How would you interpret following result from running the Engle-Granger cointegration test in Gretl:
Step 1: testing for a unit root in var_1
Augmented Dickey-Fuller test for var_1
including 5 lags of (1-L)var_1
sample size 83
unit-root null hypothesis: a = 1
with constant and trend
model: (1-L)y = b0 + b1*t + (a-1)*y(-1) + ... + e
1st-order autocorrelation coeff. for e: 0.011
lagged differences: F(5, 25) = 7.438 [0.0002]
estimated value of (a - 1): -1.00042
test statistic: tau_ct(1) = -3.15236
asymptotic p-value 0.0742
Step 2: testing for a unit root in var_2
Augmented Dickey-Fuller test for var_2
including 5 lags of (1-L)var_2
sample size 83
unit-root null hypothesis: a = 1
with constant and trend
model: (1-L)y = b0 + b1*t + (a-1)*y(-1) + ... + e
1st-order autocorrelation coeff. for e: -0.049
lagged differences: F(5, 25) = 4.579 [0.0026]
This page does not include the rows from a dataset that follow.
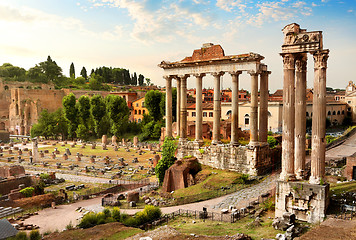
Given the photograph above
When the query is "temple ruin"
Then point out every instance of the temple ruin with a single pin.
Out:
(307, 200)
(254, 159)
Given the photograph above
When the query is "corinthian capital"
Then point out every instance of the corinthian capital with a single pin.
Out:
(321, 59)
(301, 62)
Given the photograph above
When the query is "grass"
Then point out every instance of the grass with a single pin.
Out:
(214, 180)
(212, 228)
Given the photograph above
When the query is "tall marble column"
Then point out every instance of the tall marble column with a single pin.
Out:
(300, 114)
(254, 109)
(183, 106)
(235, 107)
(217, 108)
(288, 117)
(178, 105)
(168, 106)
(263, 119)
(199, 108)
(319, 115)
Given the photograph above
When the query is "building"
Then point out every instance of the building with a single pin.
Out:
(138, 109)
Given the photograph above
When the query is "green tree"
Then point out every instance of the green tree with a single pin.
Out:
(70, 113)
(98, 112)
(83, 106)
(83, 73)
(72, 71)
(168, 151)
(118, 113)
(141, 79)
(153, 99)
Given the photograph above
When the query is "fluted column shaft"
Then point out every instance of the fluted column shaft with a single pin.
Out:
(183, 106)
(254, 109)
(178, 105)
(217, 108)
(300, 114)
(288, 118)
(235, 107)
(319, 115)
(199, 108)
(168, 106)
(263, 119)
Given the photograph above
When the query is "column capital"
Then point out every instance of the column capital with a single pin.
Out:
(301, 62)
(288, 60)
(232, 73)
(197, 75)
(253, 72)
(320, 59)
(217, 74)
(184, 76)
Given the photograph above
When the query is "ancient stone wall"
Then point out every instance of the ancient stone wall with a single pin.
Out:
(307, 201)
(248, 160)
(9, 184)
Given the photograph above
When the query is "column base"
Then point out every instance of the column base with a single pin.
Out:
(316, 180)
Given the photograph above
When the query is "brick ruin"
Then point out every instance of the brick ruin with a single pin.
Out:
(254, 159)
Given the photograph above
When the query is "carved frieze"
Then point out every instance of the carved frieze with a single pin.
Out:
(321, 59)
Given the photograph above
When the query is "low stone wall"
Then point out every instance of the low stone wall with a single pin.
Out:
(256, 160)
(307, 201)
(13, 183)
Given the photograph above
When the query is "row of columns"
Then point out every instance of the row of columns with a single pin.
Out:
(257, 136)
(294, 116)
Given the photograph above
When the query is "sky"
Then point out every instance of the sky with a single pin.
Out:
(139, 34)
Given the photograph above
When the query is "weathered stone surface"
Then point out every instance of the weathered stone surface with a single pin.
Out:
(181, 174)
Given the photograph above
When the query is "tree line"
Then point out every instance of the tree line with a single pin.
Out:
(91, 117)
(49, 72)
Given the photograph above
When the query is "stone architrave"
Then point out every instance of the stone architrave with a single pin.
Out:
(35, 150)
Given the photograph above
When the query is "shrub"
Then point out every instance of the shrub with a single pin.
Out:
(35, 235)
(27, 192)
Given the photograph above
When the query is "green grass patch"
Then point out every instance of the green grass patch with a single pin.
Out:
(214, 228)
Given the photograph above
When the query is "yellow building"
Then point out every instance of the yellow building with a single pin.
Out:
(138, 109)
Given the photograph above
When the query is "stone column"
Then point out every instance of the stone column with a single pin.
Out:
(288, 118)
(235, 108)
(217, 107)
(300, 114)
(183, 106)
(199, 108)
(178, 105)
(168, 106)
(319, 115)
(263, 124)
(254, 109)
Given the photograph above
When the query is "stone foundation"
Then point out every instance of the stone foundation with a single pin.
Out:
(307, 201)
(252, 160)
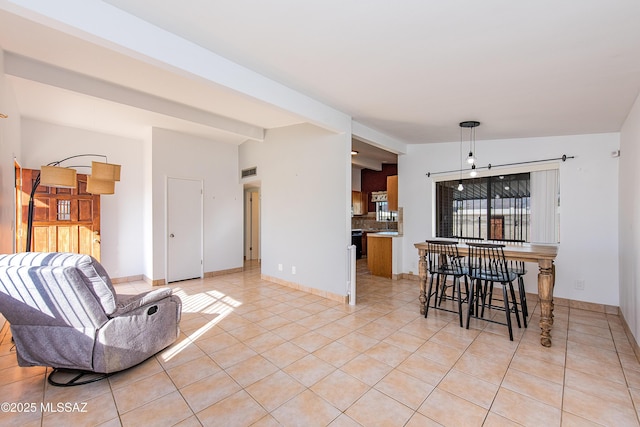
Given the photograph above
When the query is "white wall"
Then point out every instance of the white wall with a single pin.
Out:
(589, 200)
(178, 155)
(121, 214)
(9, 149)
(306, 197)
(629, 217)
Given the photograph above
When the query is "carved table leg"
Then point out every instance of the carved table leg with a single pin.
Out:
(422, 272)
(546, 278)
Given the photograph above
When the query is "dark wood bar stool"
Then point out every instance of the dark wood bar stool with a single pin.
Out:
(444, 261)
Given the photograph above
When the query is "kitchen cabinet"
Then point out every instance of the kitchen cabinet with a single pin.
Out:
(359, 203)
(364, 243)
(379, 255)
(384, 254)
(392, 192)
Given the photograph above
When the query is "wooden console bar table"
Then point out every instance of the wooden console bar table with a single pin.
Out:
(543, 255)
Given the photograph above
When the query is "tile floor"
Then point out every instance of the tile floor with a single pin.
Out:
(255, 353)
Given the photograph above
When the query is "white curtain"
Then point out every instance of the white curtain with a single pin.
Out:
(545, 198)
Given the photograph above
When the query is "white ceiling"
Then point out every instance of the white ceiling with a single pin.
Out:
(412, 69)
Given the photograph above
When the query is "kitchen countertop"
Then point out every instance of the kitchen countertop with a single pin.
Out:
(384, 234)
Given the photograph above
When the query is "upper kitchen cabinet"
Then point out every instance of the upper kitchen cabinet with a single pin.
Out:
(392, 192)
(359, 203)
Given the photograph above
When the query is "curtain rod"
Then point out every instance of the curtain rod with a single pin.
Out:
(489, 166)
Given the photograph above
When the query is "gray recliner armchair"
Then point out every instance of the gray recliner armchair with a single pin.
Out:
(64, 313)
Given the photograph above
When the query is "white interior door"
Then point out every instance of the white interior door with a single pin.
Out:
(255, 225)
(184, 229)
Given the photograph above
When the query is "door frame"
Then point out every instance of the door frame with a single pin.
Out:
(252, 223)
(166, 223)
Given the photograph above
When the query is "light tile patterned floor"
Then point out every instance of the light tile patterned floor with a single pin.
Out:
(255, 353)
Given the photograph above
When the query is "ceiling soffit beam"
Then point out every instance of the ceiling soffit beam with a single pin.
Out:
(110, 27)
(27, 68)
(377, 139)
(366, 164)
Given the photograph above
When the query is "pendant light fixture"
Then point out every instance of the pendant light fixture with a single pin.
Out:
(460, 186)
(471, 125)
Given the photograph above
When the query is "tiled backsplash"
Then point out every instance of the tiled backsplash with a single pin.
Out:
(368, 222)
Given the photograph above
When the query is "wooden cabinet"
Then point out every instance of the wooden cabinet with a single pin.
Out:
(380, 256)
(364, 243)
(392, 192)
(359, 203)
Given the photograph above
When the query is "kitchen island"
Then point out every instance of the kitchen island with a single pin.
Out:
(384, 252)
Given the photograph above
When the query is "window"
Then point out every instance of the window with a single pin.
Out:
(64, 210)
(384, 214)
(488, 208)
estimated value of (a - 1): -0.793841
test statistic: tau_ct(1) = -3.16269
asymptotic p-value 0.0841
Step 3: cointegrating regression
Cointegrating regression -
OLS, using observations 01-82 (T = 83)
Dependent variable: var_1
coefficient std. error t-ratio p-value
---------------------------------------------------------------
const 2.48090e+07 4.15910e+06 5.965 7.74e-07 ***
var_2 −0.0121403 0.0153430 −0.7913 0.4340
time 491744 216280 2.274 0.0291 **
Mean dependent var 28734191 S.D. dependent var 7497823
Sum squared resid 1.55e+15 S.E. of regression 6555707
R-squared 0.275752 Adjusted R-squared 0.235516
Log-likelihood −665.9158 Akaike criterion 1337.832
Schwarz criterion 1342.822 Hannan-Quinn 1339.622
rho 0.559330 Durbin-Watson 0.871994
Step 4: testing for a unit root in uhat
Augmented Dickey-Fuller test for uhat
including 5 lags of (1-L)uhat
sample size 83
unit-root null hypothesis: a = 1
model: (1-L)y = (a-1)*y(-1) + ... + e
1st-order autocorrelation coeff. for e: 0.007
lagged differences: F(5, 27) = 7.652 [0.0001]
estimated value of (a - 1): -1.02671
test statistic: tau_ct(2) = -3.4799
asymptotic p-value 0.0936
Gretel states that
There is evidence for a cointegrating relationship if:
**(a)** The unit-root hypothesis is not rejected for the individual variables, and
**(b)** the unit-root hypothesis is rejected for the residuals (uhat) from the cointegrating regression.
What I read from the data is
b) that H0 is rejected at the 10% level(0.0936). However, it seems that var_1 and var_2 (both level-data) seem to be both stationary (0.0742, 0.0841).
Now, how do we interpret the data? Can we still say they are co-integrated or do we have to reject the Engle-Granger Cointegration because criterium a) is not confirmed?
Best Answer
I'm afraid the results are just all quite inconclusive with this dataset. In any case, with a sample size of about T=80 you're not very far into the asymptotics. That would mean that the p-values are artificially small, and that "in reality" they might not be below the 10% threshold.
On the other hand, the point estimates for your autoregressive coefficient 'a' in the various test equations are quite low, sometimes basically zero (a-1 = -1). That indeed would point to stationary series, where the estimation uncertainty is just so large that almost no null hypothesis could ever be rejected.
Of course one could also look at the plots of the time series and use other test approaches, but personally I think it would feel strange to impose the assumption of a unit root if my point estimate of the root is close to zero. But that may be a matter of taste, too.